Second, SUDAAN and the four SAS methods were compared on a chi-square analysis to test the null hypothesis of no relationship between gender and diabetes. These analyses were performed for the total population and for each state. PROC CROSSTAB was used in SUDAAN and PROC FREQ was used in SAS with diabetes coded as a categorical variable (1,2).

RESULTS

Descriptive Analyses

Table 2 (columns 2 and 3) shows that unweighted SAS, compared to SUDAAN, overestimates the prevalence of diabetes by about 10% of the SUDAAN point estimate for the total population (5.40% versus 4.86%) and for half of the states.
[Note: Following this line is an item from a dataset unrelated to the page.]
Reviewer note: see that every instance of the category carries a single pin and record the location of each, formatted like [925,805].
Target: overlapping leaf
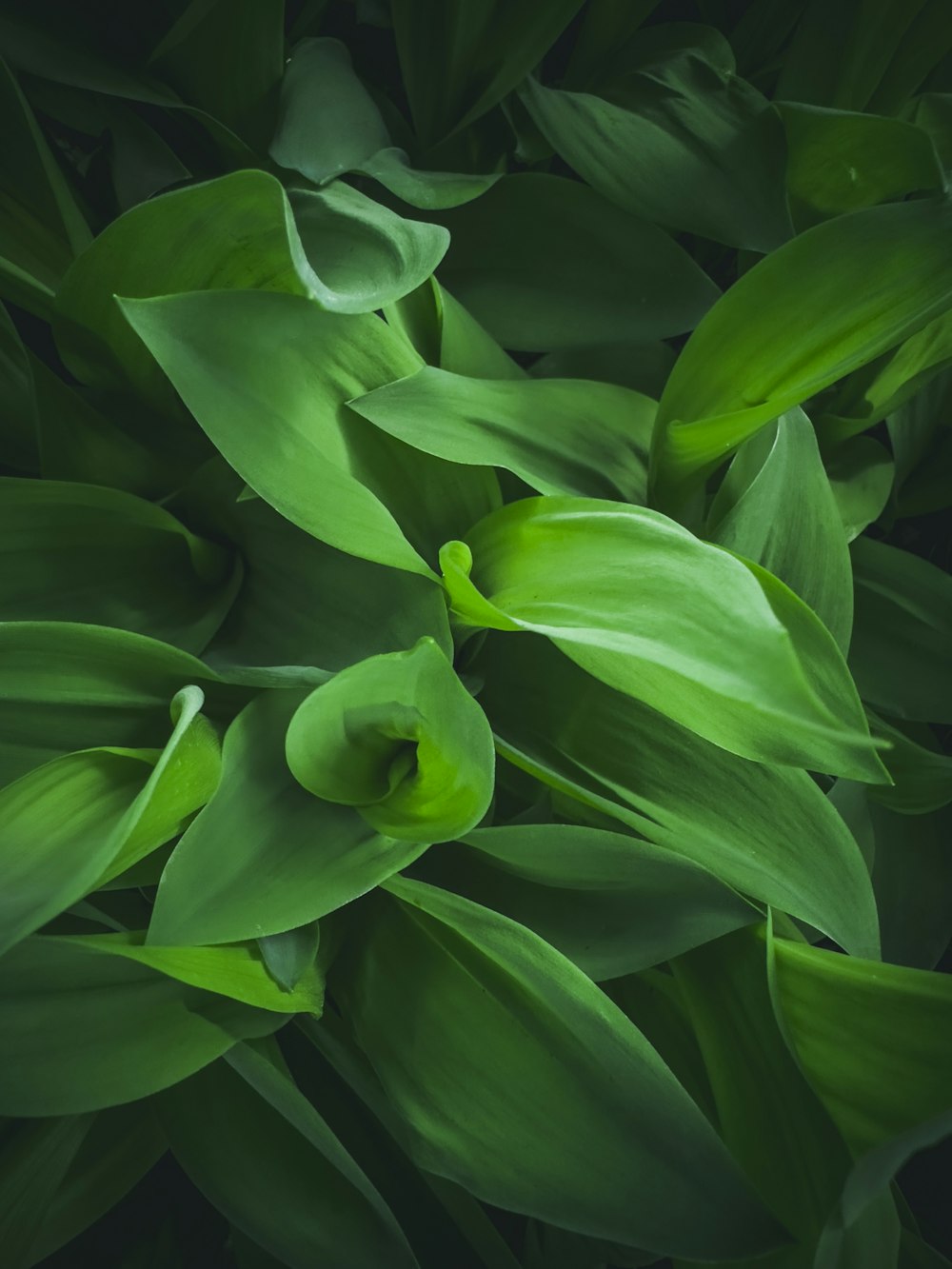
[697,633]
Note also that the estimated standard errors in Table 2 are smaller for unweighted SAS than for SUDAAN. For the entire population the SUDAAN estimated standard error is 35% larger than the standard error estimated by unweighted SAS (.219 versus .160). The combination of the biased point estimate and underestimation of the standard error could result in quite misleading confidence intervals for the prevalence of diabetes.

Table 2 (columns 4 and 5) shows that SAS with FINALWT or NORMWT give identical results, with the SAS point estimates the same as SUDAAN but the SAS estimated standard errors still lower than SUDAAN. The magnitude of SAS underestimation of the standard error with FINALWT or with NORMWT is somewhat worse than with SAS unweighted. The advantage of using SAS with FINALWT or NORMWT, compared to SAS unweighted, is that correct point estimates are obtained.

Table 2 (columns 2 and 6) shows that SAS with STNORMWT gives identical results to SAS with FINALWT or NORMWT for state specific analyses but yields a biased point estimate for the total population along with an underestimated standard error.

Chi -Square Analyses

The chi-square analysis tests the null hypothesis that the prevalence of diabetes is the same for males and females. Table 3 (columns 2 and 3) shows that unweighted SAS, compared to SUDAAN, yields a higher value for the chi-square statistic for the entire population, giving a smaller P-value (.003 versus .014). A comparison of unweighted SAS with SUDAAN, state by state, shows no consistent pattern; the P-value for unweighted SAS is sometimes higher and sometimes lower than for SUDAAN. However, since it was noted above that unweighted SAS yields biased estimates of diabetes prevalence, unweighted SAS probably should not be given serious consideration in an analysis to determine if diabetes prevalence differs by sex.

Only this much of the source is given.